Summary: Global cases of Covid-19 are at 170,748,714 with 3,550,963 deaths, according to data compiled by the Center for Systems Science and Engineering at Johns Hopkins University. The U.S. case count is at 33,264,429 with 594,568 deaths. The Johns Hopkins University Coronavirus Resource Center said that there have been 294,928,850 doses administered, 135,087,319 have been fully vaccinated, or 41.2% of the entire U.S. population.

— U.S. reported the lowest level of infection since the early days of the pandemic and welcomed back sports fans to stadiums and a huge crowd at the Indianapolis 500 — the 105th running event had up to 135,000 fans on Sunday, a crowd that represented 40% capacity. It was the largest crowd at a sports event since the start of the coronavirus pandemic. Airline travel also rose to a pandemic record.

— Vietnam found a worrisome new Covid-19 hybrid. The southeast Asian nation uncovered a “very dangerous” variant that combines the characteristics of two existing variants first found in India and the U.K.

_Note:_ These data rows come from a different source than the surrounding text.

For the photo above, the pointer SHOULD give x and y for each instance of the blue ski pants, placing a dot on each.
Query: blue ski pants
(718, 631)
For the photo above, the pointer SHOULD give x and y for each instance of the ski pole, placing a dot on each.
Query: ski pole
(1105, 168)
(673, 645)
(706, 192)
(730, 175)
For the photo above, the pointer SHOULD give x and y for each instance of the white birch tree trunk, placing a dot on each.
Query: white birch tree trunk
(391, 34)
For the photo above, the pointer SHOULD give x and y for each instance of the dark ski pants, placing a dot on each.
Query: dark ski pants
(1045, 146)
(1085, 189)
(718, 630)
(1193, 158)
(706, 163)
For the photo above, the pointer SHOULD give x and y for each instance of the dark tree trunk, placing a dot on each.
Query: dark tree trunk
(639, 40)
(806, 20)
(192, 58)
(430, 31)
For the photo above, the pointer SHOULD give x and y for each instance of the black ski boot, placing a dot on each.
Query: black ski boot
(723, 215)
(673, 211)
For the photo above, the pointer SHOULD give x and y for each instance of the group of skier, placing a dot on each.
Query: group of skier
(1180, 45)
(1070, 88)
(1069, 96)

— Democrats in Texas House block vote on election-reform bill. Texas Democrats staged a walkout in the state House late Sunday night to block passage of a voting bill, forcing Republicans to abruptly adjourn without taking a vote on the measure. Republicans faced a midnight deadline to approve the measure. Gov. Greg Abbott (R) tweeted that he would add the bill to a special session he plans to call later this year to address legislative redistricting. “Legislators will be expected to have worked out the details when they arrive at the Capitol for the special session,” he wrote. According to the final text approved Sunday, the Texas bill would:

  • Ban after-hours voting.
  • Prohibit ballot drop boxes and drive-through voting centers.
  • Mandate all weekday early voting take place sometime between 6 a.m. and 9 p.m., though draft language would further limit Sunday early voting to a maximum between the hours of 1 p.m. and 9 p.m.
  • Make it illegal for elections officials to send applications to vote by mail to people who did not request one.
  • Bar counties from helping facilitate the distribution of unsolicited ballot requests.
  • Require voters requesting absentee ballot to provide their driver's license number or Social Security number on both their request for a ballot and their return envelope containing their ballot.
  • Impose $1,000-a-day fines on local election officials who do not follow prescribed procedures to update their voter rolls, and criminal penalties on election workers who obstruct poll-watchers.

     The bill would also make it easier to overturn an election, allowing courts to throw out results if enough ballots were cast illegally that it could have made a difference.

     Perspective: Since Trump’s defeat in November, at least 14 states have enacted voting laws, according to the New York-based Brennan Center for Justice. It has also counted nearly 400 bills filed this year nationwide on the topic.

— President Biden’s schedule this week: Biden will head to Tulsa, Oklahoma, today to mark the 100th anniversary of the killing of hundreds of Black residents, with remarks, a tour of the Greenwood Cultural Center and meetings with surviving members of the community. On Wednesday he will deliver remarks about the pandemic and vaccines Wednesday and about the jobs report Friday.


— Israel’s opposition is uniting to eject Benjamin Netanyahu. Far-right party leader Naftali Bennett threw his support behind a "unity government" in Israel to unseat Prime Minister Benjamin Netanyahu, in what would be the end of a political era.

— President Biden said the U.S. will stand up for human rights and pledged to raise the matter with Russian President Vladimir Putin at their June 16 summit. Meanwhile, Russia over the weekend agreed to release $500 million in credit to Minsk and look to increase the number of flights between the two countries as the Kremlin doubled down on its support for Alexander Lukashenko after his forced landing of a passenger flight that has sparked Western condemnation. After the forced landing, the Biden administration announced it would reimpose sanctions on nine state-owned Belarusian companies.